The major gap in the busline occurs on the stretch of Wilshire Blvd through the city of Beverly Hills, which opted out of the project. At its west end, Santa Monica is also not participating. In addition, there is a gap of approximately one mile in the so-called "condo canyon" of residential highrises just east of Westwood. Its exclusion, sought by community groups, was justified on the grounds that this is already the smoothest flowing stretch of Blvd without creating a special bus lane.
A majority of council members favored having the busline go through the "condo canyon," but hesitated to designate it their choice for fear this could delay final approve and jeopardize federal funding. In the end, the council chose to express its preference for the longer 8.7 mile route and ask the Metro Board to consider adopting it.

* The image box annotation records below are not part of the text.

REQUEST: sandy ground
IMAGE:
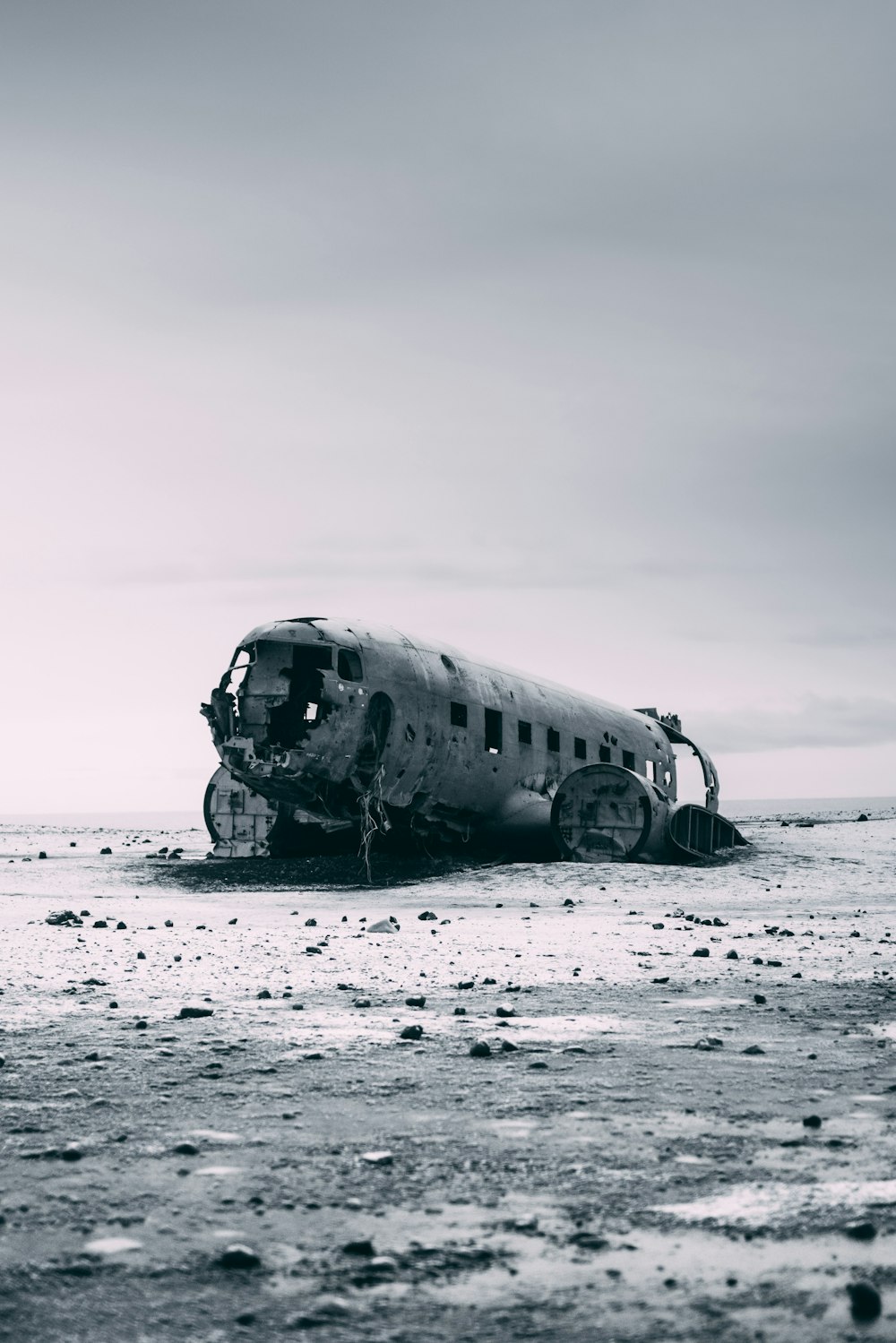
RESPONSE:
[0,815,896,1343]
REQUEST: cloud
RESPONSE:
[685,695,896,753]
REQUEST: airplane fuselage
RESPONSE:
[202,618,736,851]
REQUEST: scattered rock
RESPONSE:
[218,1245,262,1270]
[570,1232,610,1251]
[366,918,401,932]
[847,1283,882,1324]
[844,1222,877,1241]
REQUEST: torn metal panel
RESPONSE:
[202,616,746,858]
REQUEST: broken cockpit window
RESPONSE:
[267,643,333,751]
[228,645,255,694]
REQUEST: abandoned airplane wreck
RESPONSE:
[202,616,745,862]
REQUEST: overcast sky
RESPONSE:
[0,0,896,811]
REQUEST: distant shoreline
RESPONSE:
[0,796,896,830]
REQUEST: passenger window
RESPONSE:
[485,709,503,754]
[336,649,364,681]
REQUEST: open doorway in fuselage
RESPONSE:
[673,741,707,807]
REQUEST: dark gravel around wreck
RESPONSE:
[0,816,896,1343]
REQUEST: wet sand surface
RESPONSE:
[0,815,896,1343]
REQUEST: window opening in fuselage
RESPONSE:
[485,709,504,754]
[336,649,364,681]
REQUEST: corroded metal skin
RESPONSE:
[202,616,741,857]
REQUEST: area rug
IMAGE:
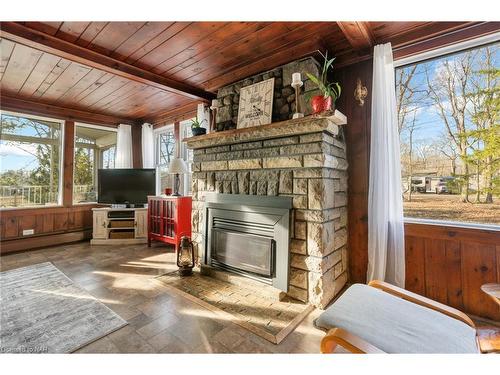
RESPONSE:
[0,262,127,353]
[155,272,314,344]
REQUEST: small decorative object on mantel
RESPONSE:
[354,78,368,107]
[237,78,274,128]
[177,236,194,276]
[306,51,342,115]
[191,118,207,136]
[209,99,219,131]
[292,73,304,118]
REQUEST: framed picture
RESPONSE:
[237,78,274,128]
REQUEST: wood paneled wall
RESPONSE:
[336,61,500,320]
[405,223,500,321]
[336,60,372,283]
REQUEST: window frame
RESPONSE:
[71,122,118,206]
[393,32,500,231]
[0,109,66,212]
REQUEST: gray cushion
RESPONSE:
[316,284,478,353]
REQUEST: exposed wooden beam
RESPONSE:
[0,22,215,101]
[0,93,135,127]
[337,21,374,51]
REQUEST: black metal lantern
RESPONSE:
[177,236,194,276]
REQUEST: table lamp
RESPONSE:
[168,158,188,197]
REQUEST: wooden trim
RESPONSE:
[321,328,385,354]
[368,280,476,328]
[0,229,92,255]
[405,223,500,245]
[0,92,131,127]
[62,121,75,207]
[393,22,500,60]
[337,22,374,51]
[132,124,142,168]
[0,22,215,100]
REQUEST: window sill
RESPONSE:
[404,217,500,232]
[0,204,64,212]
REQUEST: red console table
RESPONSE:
[148,196,192,249]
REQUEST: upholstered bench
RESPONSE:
[315,281,479,353]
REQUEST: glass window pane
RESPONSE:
[395,43,500,228]
[73,124,116,203]
[0,113,62,207]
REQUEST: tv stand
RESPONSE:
[90,207,148,245]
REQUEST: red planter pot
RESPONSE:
[311,95,333,115]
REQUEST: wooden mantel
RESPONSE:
[183,110,347,149]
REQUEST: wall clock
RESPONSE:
[237,78,274,128]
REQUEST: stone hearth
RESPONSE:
[185,111,348,307]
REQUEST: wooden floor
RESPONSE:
[0,242,324,353]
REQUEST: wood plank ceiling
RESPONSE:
[0,22,496,122]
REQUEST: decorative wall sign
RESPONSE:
[238,78,274,128]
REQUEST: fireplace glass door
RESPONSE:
[212,228,274,277]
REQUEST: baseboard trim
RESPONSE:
[0,229,92,255]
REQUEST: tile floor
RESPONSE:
[0,242,324,353]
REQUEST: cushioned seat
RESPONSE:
[316,284,479,353]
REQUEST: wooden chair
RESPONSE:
[315,281,480,353]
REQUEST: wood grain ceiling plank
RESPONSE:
[337,21,374,51]
[75,22,109,47]
[203,38,320,90]
[111,22,173,60]
[1,22,214,101]
[57,69,106,104]
[89,81,147,109]
[163,22,270,80]
[42,63,92,101]
[188,23,328,87]
[134,22,224,73]
[78,76,129,107]
[183,22,302,82]
[88,22,145,56]
[24,22,62,35]
[19,53,61,98]
[125,22,191,64]
[70,73,115,103]
[0,39,15,81]
[1,44,43,94]
[152,22,256,75]
[32,59,71,98]
[56,22,90,42]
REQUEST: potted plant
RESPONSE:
[306,51,342,114]
[191,118,207,136]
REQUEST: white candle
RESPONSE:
[292,73,302,84]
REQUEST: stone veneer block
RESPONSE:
[186,113,349,307]
[228,159,262,169]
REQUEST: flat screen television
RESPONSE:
[97,169,156,205]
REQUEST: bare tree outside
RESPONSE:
[396,43,500,224]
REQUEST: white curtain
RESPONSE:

If it won't, the motion was worded so that the council's acceptance of the shorter 7.7 mile alternative will allow the project to proceed.
Among the proponents for the busline are the Bus Riders Union and advocates for veterans, many of whom rely on bus transporation to the Veterans Administration facilities on Wilshire just west of the 405 Freeway. Currently, during rush hour, the ride from downtown ''can take three times as long as when you travel in the middle of the day," said Crystal McMillan, who for years rode with her father to the VA Hospital. Also a veteran, McMillan said she takes the bus to see her doctor in nearby Westwood.
When buses run late, forcing veterans to miss VA doctor appointments, "sometimes they cannot reschedule for two or three weeks," said attorney Serena Lin, an attorney at the Public Counsel Law Center, which advocates for veterans.
During the public hearing prior to the council vote, representatives of community groups west of the 405, in the south end of Brentwood, had requested their section of Wilshire be excluded, citing a short-lived 2006 experiment with a bus lane that sent backed up traffic into residential neighborhoods.
"Since it failed before, I cannot imagine how it could be any better this time," said Marylin Krell, President, So. Brentwood Residents Association. The councilman for this area, Bill Rosendahl, suggested that, rather than allowing some gaps but not others, the council should approve only the continuous section from MacArthur Park to the Beverly Hills border. That was rejected.
But other council members did agree a patchwork busline is less than optimum, and even likely to expose those who approve it to ridicule. "This discussion reminds me of the green line," said Councilman Richard Alarcon, recalling that after much debate, that light rail line was terminated barely a mile from LA International Airport, which to this day lacks rail transit access.
Of the Wilshire busline, Alarcon cautioned: "Let's not create a rapid bus to nowhere."